The front page story in today’s Financial Times makes interesting reading. “One-third of biggest businesses pays no tax” runs the headline. The article itself points out various ways in which large companies might avoid paying corporation tax – by claiming capital allowances for investment, for example – and also mentions the fact even if not paying corporation tax, they nevertheless pay tax in other ways, but this blog couldn’t help noticing one particularly interesting comment from Bill Dodwell, of Deloitte:
“That 700 of the largest companies and groups are only paying 54 per cent of the corporation tax shows the giant contribution of small companies. It is probably because many are less international and so have different planning opportunities.”
Think about what is meant by those small words “different planning opportunities”. It means ways of avoiding tax that would otherwise legitimately be due.
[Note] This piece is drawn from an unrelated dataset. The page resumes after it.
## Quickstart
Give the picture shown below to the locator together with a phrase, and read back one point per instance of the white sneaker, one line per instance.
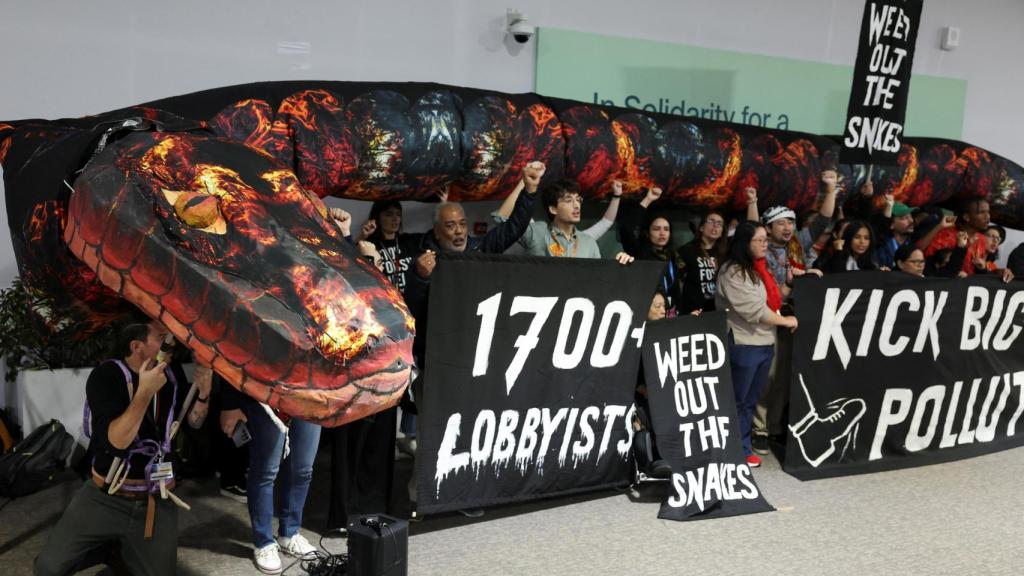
(298, 546)
(267, 560)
Companies operating in more than one country can play off one tax jurisdiction against another and so duck out of paying their fair share of tax. That’s what it means to have “different planning opportunities”.
It is a long-standing principle of this blog that international should make no difference. National borders are not an excuse for evading the criminal law – read about extradition here – nor should they be an excuse for failing to pay tax.
John Maynard Keynes described taxation as “the membership fee we pay for living in a decent society” and it is wrong that the biggest companies and the richest people can avoid paying their share. As long as taxation is seen as purely a national matter, though, this is a situation likely to continue. Maybe that explains why so many of the super-rich are against supranational institutions and federalism.